Posted in Ciencia, Cine, Curiosidades tagged , , , , , a 5:45 pm por interloper

Quien no haya visto todavía “Aliens: El Regreso”, que deje inmediatamente de leer y se vaya corriendo a verla. No es un consejo, es una orden. Si es uno de los mayores clásicos del cine de acción y ciencia-ficción es por algo.

Entre esos motivos están una dirección espléndida, unos actorazos de aupa, Vasquez, una tensión que te mantiene pegado al asiento durante toda la peli, unos escenarios curradísimos, Vasquez, un repertorio de armas de impresión, y algunas de las escenas más memorables de este género cinematográfico.

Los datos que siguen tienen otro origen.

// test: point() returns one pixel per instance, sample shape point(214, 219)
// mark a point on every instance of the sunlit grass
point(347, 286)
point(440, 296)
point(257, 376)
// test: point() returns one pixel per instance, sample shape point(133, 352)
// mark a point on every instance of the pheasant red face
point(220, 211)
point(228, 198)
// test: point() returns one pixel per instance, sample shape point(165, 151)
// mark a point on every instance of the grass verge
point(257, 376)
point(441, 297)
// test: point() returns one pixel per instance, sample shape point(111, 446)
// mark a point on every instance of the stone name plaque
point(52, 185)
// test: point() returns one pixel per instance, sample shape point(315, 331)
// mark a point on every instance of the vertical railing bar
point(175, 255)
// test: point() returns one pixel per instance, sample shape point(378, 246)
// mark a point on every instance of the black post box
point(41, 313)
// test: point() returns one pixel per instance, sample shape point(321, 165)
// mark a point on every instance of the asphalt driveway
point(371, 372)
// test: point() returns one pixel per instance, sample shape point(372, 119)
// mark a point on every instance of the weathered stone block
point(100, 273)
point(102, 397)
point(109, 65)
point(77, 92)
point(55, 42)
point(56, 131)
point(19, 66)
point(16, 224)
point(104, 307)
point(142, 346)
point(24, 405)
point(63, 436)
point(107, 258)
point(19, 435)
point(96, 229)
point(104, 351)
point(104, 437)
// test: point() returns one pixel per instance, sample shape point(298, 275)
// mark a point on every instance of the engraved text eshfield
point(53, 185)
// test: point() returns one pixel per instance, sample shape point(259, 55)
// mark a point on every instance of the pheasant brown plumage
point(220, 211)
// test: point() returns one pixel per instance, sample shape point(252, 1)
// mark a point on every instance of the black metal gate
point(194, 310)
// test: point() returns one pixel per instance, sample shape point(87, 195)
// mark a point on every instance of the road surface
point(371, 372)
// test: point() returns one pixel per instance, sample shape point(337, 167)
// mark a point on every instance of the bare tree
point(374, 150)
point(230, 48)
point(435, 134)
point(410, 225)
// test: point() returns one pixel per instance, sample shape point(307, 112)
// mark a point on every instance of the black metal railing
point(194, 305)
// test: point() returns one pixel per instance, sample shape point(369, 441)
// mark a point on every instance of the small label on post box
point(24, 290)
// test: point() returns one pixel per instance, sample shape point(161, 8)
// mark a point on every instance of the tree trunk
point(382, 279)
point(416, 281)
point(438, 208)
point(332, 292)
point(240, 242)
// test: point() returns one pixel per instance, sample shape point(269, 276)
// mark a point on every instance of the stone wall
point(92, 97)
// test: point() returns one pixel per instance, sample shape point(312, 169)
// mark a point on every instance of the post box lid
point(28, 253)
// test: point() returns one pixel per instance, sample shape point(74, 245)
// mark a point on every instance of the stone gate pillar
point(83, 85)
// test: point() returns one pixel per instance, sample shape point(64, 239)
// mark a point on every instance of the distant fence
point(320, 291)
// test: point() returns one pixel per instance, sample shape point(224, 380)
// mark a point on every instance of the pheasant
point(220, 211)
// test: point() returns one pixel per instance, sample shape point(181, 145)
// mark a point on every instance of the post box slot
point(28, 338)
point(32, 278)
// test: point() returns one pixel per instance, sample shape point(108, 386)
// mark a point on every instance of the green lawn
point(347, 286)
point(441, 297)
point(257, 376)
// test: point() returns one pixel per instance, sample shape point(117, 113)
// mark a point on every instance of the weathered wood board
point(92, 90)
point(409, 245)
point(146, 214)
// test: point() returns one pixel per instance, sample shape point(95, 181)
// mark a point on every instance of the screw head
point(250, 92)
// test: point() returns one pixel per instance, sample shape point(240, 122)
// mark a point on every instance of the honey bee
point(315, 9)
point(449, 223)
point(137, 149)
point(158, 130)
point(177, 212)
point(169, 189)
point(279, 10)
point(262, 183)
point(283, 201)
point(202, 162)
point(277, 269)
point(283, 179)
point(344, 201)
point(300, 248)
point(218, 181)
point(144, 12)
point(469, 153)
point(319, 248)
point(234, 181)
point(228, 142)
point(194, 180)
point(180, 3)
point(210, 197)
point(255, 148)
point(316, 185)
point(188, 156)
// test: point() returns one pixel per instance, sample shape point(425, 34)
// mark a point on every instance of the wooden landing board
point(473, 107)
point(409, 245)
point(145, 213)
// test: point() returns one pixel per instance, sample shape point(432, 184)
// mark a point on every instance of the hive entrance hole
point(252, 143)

Ah, si… Y Vasquez.

Entre esas escenas, una de las mejores es, ya cerca del final de la película, la siguiente (advierto: la calidad del video es una basura, pero ha sido la única que he encontrado… si veo por ahi una bien grabada, ya me encargaré de actualizar el post):

¿Y a cuenta de qué salgo yo ahora con Aliens? Bueno, pues aparte de porque es una de mis películas favoritas, de porque nunca está mal recordar escenas como esa, y de porque para algo es mi blog y en él hablo de lo que me sale de la punta del pie, saco el asunto hoy porque un grupo de investigadores japoneses ha desarrollado, basándose en la peli, un “Power Loader” real, que funciona de verdad, y que es capaz de levantar más de 100 kgs con cada brazo.

Ahora solo nos falta viajar a un planeta extraterrestre y encontrar una raza alienígena asesina contra la que usarlo, porque si no… Para qué haberlo inventado?

Bahía 13, por favor…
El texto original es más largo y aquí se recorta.